Thank you for this. I actually think I agree with you. I don't know what I feel a lot of the time. I thought I was infp, then I jumped to infj. But this does seem to fit a bit better. I feel like I'm less patient than infj's. I want to jump to a conclusion, even if it's not well thought out. Where as infj's seem to be very flexible and understanding.

With this understanding of mbti, what do you think my enneagram is? I'm really curious and I have a feeling it's probably 49X or 4X9


----------



## Hexigoon (Mar 12, 2018)

Angry-Spaghetti said:


> don't worry man, I know exactly what you mean. Yeah, I always doubted i'd be an INFJ, there was no way in hell, I thought. likewise
> 
> 1) ohh please don't flatter me, i'm already arrogant enough. 😊 Yeah it's been pretty quiet where I'm at, I have had to get the rona test twice now, but both came back negative so that's something. absolutely, but there's no obligation bro, don't watch em if you don't feel like it, no pressure. I'm pretty similar, I love the thought of there being ghosts and all that, all my friends have had paranormal experiences and i'm here waiting for mine. yeah I've never been religious but I do act as if karma is real, just in case.
> 
> ...


No problem. Keep searching and finding out more. You'll find the answers eventually.

1. Lol I don't mean to, but that's good, I took the rona test at least once (negative too). Have you been offered vaccination yet? I haven't. Yeah, karma conceptually sounds appealing, but in practice I can imagine it might make everyone very anxious and too afraid to act. lol

2. I see then! I'd like to think I have good control of my anger too, the few people who have been on the bad end of me might say bullshit to that, but I repress a lot of it.

3. No no, you didn't come off like that to me, that can be true if things are said purely out of spite rather than good reasoning.

4. Really? Why do you think they pity you?

5. Oh no, I use Clip Studio Paint usually. It's a really good program for digtal art (although you have to buy it). That is a good start with your drawing, you should finish it with the hair. Keep at it! ^^ Aah, well I'll try to play it one day, I don't know much about it beyond it being a horror game, maybe they'll bring out a PC port (I usually play PC with video games).

6. People can be greedy for sure, but then they do live within a world of scarcity. One day I think money will be obsolete though, there won't be much of any point to the stuff.

8. He did? Wow, I didn't know that.

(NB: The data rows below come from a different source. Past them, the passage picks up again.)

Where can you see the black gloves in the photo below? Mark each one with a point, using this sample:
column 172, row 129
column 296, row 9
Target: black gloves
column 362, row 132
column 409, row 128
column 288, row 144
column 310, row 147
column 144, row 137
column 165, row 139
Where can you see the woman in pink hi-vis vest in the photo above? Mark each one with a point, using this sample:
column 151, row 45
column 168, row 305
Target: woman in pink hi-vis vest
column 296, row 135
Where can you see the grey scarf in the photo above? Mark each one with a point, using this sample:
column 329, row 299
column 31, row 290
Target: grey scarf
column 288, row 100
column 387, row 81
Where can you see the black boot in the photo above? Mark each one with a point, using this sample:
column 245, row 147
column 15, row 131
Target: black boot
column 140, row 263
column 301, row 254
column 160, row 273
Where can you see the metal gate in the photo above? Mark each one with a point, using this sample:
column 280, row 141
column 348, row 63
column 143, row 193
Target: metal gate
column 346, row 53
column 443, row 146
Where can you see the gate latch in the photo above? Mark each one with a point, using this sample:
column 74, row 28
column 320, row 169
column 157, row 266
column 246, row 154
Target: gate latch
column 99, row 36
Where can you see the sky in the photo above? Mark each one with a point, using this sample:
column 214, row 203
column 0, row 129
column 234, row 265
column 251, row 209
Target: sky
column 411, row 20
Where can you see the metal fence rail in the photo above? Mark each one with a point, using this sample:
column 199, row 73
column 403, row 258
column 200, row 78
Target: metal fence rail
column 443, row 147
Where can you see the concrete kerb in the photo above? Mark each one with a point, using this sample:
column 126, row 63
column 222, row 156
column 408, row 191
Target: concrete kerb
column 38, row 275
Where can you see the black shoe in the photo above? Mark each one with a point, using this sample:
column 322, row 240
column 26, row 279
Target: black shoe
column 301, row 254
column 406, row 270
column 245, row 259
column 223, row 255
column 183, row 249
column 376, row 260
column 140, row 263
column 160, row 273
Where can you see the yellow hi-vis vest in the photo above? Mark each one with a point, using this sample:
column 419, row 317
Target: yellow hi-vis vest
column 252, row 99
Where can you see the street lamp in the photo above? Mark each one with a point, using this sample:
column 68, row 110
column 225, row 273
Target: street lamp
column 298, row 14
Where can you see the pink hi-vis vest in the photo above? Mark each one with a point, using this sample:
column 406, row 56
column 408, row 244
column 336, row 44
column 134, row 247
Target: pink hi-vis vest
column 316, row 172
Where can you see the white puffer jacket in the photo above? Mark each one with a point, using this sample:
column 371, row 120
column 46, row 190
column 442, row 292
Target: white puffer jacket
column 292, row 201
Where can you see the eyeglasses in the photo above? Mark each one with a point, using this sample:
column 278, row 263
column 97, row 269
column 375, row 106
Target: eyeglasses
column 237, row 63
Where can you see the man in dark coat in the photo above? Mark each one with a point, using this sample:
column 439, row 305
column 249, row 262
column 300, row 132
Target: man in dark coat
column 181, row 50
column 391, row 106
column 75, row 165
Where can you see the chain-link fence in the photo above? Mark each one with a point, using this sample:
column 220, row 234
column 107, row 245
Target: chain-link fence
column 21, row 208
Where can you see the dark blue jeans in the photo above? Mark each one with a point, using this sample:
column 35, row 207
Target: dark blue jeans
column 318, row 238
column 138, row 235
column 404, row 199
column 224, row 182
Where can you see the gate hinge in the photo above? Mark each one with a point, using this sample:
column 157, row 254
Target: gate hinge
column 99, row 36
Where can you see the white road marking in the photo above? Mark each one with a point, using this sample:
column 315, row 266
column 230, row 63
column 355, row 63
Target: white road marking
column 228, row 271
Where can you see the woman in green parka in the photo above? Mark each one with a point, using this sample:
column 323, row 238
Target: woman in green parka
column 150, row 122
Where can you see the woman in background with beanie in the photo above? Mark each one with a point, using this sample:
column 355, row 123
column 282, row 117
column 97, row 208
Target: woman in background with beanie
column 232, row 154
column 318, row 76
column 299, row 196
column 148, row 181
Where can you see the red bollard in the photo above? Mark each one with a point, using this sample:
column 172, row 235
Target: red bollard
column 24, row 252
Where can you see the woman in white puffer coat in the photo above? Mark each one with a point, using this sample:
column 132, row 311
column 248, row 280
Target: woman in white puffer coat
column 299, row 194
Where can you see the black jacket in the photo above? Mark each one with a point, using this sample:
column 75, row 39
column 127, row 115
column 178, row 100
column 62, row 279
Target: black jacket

I kinda took inspiration from other writers, notably Tolkien. But also from the idea of secret societies and alchemists writing their stuff in coded language. lol

9. It can make you a better person to be in touch with your own emotions for sure. I don't know if I dislike being sad. I mean, I understand the value of sadness intellectually-speaking (without sadness, could there be happiness?). But I really don't know if what I experience sometimes is truly sadness or just numbness, apathy or something else entirely. Maybe longing.

10. Well I'm not in any rush to watch it because I have a giant list of other movies to watch first. Haha Saw is kinda spoiled on me anyway since I actually know what the twist at the end is.


----------



## Fru2 (Aug 21, 2018)

Angry-Spaghetti said:


> Thank you for this. I actually think I agree with you. I don't know what I feel a lot of the time. I thought I was infp, then I jumped to infj. But this does seem to fit a bit better. I feel like I'm less patient than infj's. I want to jump to a conclusion, even if it's not well thought out. Where as infj's seem to be very flexible and understanding.
> 
> With this understanding of mbti, what do you think my enneagram is? I'm really curious and I have a feeling it's probably 49X or 4X9


No problem, tbh I find it easier to type through MBTI than Enneagram, it feels more intuitive to me since I can get easily in others headspace but I find that understanding peoples personal inner drive is much more of a Fi/Fe gift. I've reread your opening post as a refresher and decided it might be a good idea to pick one of the answers and analyze it, potentially discovering your Enneagram in the process:


> I’d say I am a person who wants to be logical and relatable at the same time. I desperately want connection with others and most of my life I thought that there was a step by step way to make that happen, but I soon realised that it’s more fluid than that. I can’t just be prepared for everything on the horizon, I need to accept that I may fail and proceed anyway. Easier said than done though.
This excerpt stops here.